Ok that actually agrees with the other problems I have done. I guess I am just confused on the second fundemental theorem of calculus. The fundemental theorem is used to find the net change or posative area under a curve right? Then what is the purpose of the second fundemental theorem?

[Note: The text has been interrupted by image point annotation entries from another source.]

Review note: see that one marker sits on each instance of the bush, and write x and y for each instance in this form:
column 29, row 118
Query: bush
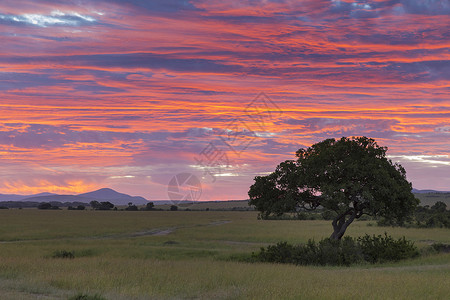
column 63, row 254
column 86, row 297
column 345, row 252
column 381, row 249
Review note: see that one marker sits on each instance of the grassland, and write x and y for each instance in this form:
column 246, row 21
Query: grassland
column 431, row 198
column 184, row 255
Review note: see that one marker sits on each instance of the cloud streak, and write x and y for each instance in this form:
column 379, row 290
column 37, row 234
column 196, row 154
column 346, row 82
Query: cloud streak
column 128, row 93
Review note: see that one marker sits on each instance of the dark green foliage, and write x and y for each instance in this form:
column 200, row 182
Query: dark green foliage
column 86, row 297
column 79, row 207
column 441, row 248
column 425, row 217
column 132, row 208
column 349, row 177
column 326, row 252
column 63, row 254
column 344, row 252
column 150, row 206
column 382, row 249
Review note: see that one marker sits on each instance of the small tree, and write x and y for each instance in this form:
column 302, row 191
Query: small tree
column 350, row 177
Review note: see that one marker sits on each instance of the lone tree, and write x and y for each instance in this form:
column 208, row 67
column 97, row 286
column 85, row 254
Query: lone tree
column 350, row 176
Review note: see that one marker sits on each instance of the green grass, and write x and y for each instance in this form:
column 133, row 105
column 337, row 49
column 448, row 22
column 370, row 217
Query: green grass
column 117, row 258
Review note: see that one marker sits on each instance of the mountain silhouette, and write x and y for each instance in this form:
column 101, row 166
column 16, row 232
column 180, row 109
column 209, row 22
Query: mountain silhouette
column 101, row 195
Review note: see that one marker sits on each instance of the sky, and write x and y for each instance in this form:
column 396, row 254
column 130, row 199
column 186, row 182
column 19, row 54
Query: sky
column 133, row 95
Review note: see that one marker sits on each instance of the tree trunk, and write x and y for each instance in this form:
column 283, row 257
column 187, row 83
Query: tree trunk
column 340, row 224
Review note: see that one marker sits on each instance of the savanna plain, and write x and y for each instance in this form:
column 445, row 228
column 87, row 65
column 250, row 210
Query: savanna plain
column 187, row 255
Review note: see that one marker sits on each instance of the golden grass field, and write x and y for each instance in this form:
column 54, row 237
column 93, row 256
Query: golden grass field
column 185, row 255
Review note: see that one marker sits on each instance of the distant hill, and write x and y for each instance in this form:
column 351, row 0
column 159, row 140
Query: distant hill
column 100, row 195
column 13, row 197
column 114, row 197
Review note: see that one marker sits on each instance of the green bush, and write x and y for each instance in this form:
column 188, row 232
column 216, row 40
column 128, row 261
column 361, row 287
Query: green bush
column 381, row 249
column 345, row 252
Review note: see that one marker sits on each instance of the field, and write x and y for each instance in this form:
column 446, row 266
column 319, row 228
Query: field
column 431, row 198
column 185, row 255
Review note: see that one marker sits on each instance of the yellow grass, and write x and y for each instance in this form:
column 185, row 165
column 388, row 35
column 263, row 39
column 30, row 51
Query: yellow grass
column 118, row 258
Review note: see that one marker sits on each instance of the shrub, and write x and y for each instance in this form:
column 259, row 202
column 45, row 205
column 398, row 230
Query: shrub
column 86, row 297
column 345, row 252
column 63, row 254
column 381, row 249
column 440, row 247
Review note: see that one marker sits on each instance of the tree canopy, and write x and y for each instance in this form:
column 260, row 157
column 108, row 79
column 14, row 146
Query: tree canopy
column 350, row 176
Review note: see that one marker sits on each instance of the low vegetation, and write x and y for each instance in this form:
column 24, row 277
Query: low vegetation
column 178, row 255
column 372, row 249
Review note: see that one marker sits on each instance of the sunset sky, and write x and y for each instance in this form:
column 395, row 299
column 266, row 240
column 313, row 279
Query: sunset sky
column 128, row 94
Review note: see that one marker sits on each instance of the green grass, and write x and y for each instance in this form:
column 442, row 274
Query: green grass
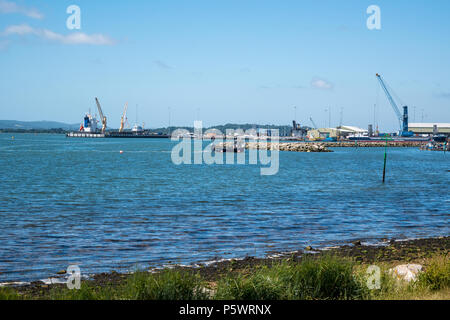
column 436, row 275
column 327, row 277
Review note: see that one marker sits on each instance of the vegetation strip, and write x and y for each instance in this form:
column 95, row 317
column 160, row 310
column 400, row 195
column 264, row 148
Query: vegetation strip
column 338, row 273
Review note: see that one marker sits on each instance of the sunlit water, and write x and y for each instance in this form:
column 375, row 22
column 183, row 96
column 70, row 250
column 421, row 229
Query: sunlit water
column 79, row 201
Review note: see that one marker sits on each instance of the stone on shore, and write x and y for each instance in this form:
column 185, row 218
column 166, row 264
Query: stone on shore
column 407, row 272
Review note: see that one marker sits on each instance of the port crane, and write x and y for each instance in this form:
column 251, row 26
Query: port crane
column 312, row 121
column 102, row 117
column 123, row 119
column 403, row 119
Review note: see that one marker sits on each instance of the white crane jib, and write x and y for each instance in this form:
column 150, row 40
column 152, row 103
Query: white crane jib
column 102, row 117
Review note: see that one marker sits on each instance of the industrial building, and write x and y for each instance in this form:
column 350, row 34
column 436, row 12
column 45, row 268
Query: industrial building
column 339, row 132
column 430, row 128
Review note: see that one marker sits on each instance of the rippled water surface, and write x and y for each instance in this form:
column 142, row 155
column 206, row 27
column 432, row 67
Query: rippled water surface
column 79, row 201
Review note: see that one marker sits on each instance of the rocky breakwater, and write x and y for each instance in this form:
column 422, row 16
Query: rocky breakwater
column 288, row 146
column 368, row 144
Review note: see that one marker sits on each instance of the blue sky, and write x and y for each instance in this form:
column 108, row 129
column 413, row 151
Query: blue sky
column 224, row 61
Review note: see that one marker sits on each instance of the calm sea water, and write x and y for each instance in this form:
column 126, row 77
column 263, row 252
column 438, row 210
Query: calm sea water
column 79, row 201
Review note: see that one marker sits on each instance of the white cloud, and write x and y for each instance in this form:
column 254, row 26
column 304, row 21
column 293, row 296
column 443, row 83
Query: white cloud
column 21, row 29
column 162, row 64
column 72, row 38
column 321, row 84
column 12, row 7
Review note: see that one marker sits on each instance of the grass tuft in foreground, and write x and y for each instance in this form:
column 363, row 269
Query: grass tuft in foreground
column 324, row 277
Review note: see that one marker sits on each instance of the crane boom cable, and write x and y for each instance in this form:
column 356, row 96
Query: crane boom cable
column 391, row 100
column 102, row 117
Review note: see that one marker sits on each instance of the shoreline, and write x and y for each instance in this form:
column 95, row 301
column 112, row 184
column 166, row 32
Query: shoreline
column 393, row 251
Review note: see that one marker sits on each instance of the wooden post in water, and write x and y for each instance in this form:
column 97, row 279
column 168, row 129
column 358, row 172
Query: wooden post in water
column 385, row 156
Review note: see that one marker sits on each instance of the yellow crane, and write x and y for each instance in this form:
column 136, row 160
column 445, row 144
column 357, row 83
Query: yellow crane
column 102, row 117
column 123, row 119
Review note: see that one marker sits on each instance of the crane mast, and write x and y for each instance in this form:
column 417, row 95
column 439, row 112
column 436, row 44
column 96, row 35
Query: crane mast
column 123, row 118
column 402, row 119
column 314, row 124
column 102, row 117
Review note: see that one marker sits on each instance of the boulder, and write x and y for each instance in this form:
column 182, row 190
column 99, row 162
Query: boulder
column 407, row 272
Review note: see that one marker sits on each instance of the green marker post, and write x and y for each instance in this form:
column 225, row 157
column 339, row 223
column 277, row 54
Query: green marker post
column 385, row 158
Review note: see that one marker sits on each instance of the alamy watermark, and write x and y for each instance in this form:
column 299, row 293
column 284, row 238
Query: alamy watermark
column 74, row 20
column 190, row 149
column 374, row 20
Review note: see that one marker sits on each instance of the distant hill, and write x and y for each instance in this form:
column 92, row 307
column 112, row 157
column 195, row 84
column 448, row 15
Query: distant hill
column 40, row 125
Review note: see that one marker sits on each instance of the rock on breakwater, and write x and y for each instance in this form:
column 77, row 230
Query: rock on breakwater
column 288, row 146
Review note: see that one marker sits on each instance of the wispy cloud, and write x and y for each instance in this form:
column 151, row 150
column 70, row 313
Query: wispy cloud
column 72, row 38
column 323, row 84
column 445, row 95
column 12, row 7
column 162, row 64
column 4, row 44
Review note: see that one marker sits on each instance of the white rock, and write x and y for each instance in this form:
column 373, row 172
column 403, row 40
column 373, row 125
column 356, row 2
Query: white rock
column 407, row 272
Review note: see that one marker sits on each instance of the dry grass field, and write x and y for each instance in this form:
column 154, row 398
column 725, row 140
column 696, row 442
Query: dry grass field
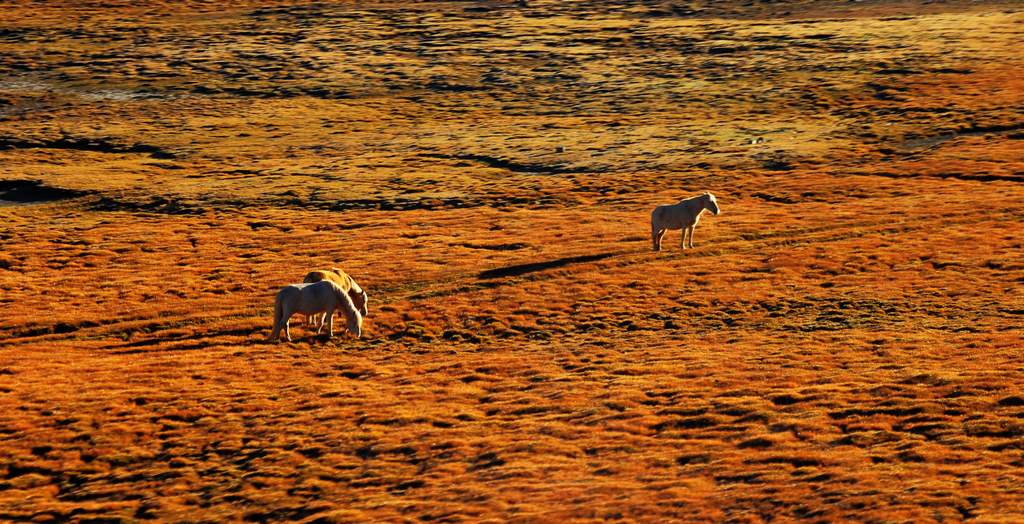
column 846, row 342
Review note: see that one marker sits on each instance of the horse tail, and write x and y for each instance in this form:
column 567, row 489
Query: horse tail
column 348, row 309
column 275, row 331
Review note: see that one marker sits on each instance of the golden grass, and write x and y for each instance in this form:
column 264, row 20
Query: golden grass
column 843, row 344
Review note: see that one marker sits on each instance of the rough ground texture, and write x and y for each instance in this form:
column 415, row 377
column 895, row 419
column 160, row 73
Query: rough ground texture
column 845, row 343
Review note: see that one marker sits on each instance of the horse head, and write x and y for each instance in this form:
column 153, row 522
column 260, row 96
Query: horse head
column 711, row 204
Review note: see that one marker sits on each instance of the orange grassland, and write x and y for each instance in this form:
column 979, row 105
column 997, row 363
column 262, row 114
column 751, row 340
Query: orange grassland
column 845, row 342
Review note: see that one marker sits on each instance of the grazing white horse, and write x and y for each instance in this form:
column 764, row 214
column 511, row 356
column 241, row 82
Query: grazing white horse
column 344, row 281
column 322, row 297
column 683, row 215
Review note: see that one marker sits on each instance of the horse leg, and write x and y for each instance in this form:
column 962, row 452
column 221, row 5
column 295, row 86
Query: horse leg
column 656, row 236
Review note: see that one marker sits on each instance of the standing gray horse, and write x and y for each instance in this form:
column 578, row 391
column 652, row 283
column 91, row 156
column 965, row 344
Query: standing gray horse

My book doesn't explain it well

Answer 10

the "second fundamental theorem" says in english " the derivative of the integral is the integrand"

Answer 11

make sure to think of
\[\int_a^xf(t)dt\] as a function of \(x\) as in
\[F(x)=\int_a^x f(t)dt\] and so what the theorem tells you is that
\[F'(x)=f(x)\]

Answer 12

for example, if i had
\[\int_1^x2t^2+1dt\] then i know that if we put
\[F(x)=\int _1^x 2t^2+1dt\] then
\[F'(x)=2x^2+1\]

Answer 13

so it is really just a wy of taking an integral and finding its prime function?

Answer 14

I don't want to sound dumb but what does that apply to?

Answer 15

it also happens that we know another function with the same derivative, namely
\[G(x)=\frac{2}{3}x^3+x\] and therefore
\[F(x)=\int_1^x 2t^2+tdt=G(x)=\frac{2}{3}x^3+x+C\] this is what gives you the first fundamental theorem

Answer 16

what the theorem says is that if you have any reasonable ( integrable) function, that you can find its anti derivative, namely the integral

Answer 17

so you can use the second fundamental theorem to find the prime function, then integrate and arrive at the original function?

Answer 18

I didn't think of it like that. So its kind of like how you use logarithms to find exponetial functions and vise versa, this is a way to take an definite integal and revert to the original function?

Answer 19

you probably know that
\[\int_a^bf(t)dt=F(b)-F(a)\] where F is an anti derivative of \(f\) and the reason this is true is by the second fundamental theorem, so it should really be called the first one

Answer 20

so yes, since the derivative of the integral is the integrand it means if we can find ANOTHER such function (anti derivative) then it allows us an easy method to evaluate the integral, as in my example above

Answer 21

two functions have the same derivative so they differ by a constant.
i have to run but let me finish with the example above

Answer 22

ok

Answer 23

the two functions
\[\int_1^x2t^2+1dt\] and
\[\frac{2}{3}x^3+x\] both have the same derivative, namely
\[f(x)=2x^2+1\]

Answer 24

therefore we know that
\[G(x)=\frac{2}{3}x^2+x+C=\int_1^xt^2+1dt\]

Answer 25

the one on the right is the one we want to evaluate say we want
\[\int_1^2t^2+1dt\]
but it is hard to evaluate an integral, easy to evaluate a polynomial, so instead we evaluate
\[G(2)\]

Answer 26

we only have to solve for the constant, and since
\[\int _1^1t^2+1dt=0\] we know that \(G(1)=0\) and therefore
\(C=-(\frac{2}{3}+1)\)and hence the integral can be computed by
\[G(x)-G(1)\] as in first fundamental theorem

Answer 27

thanks for your help

Answer 28

yw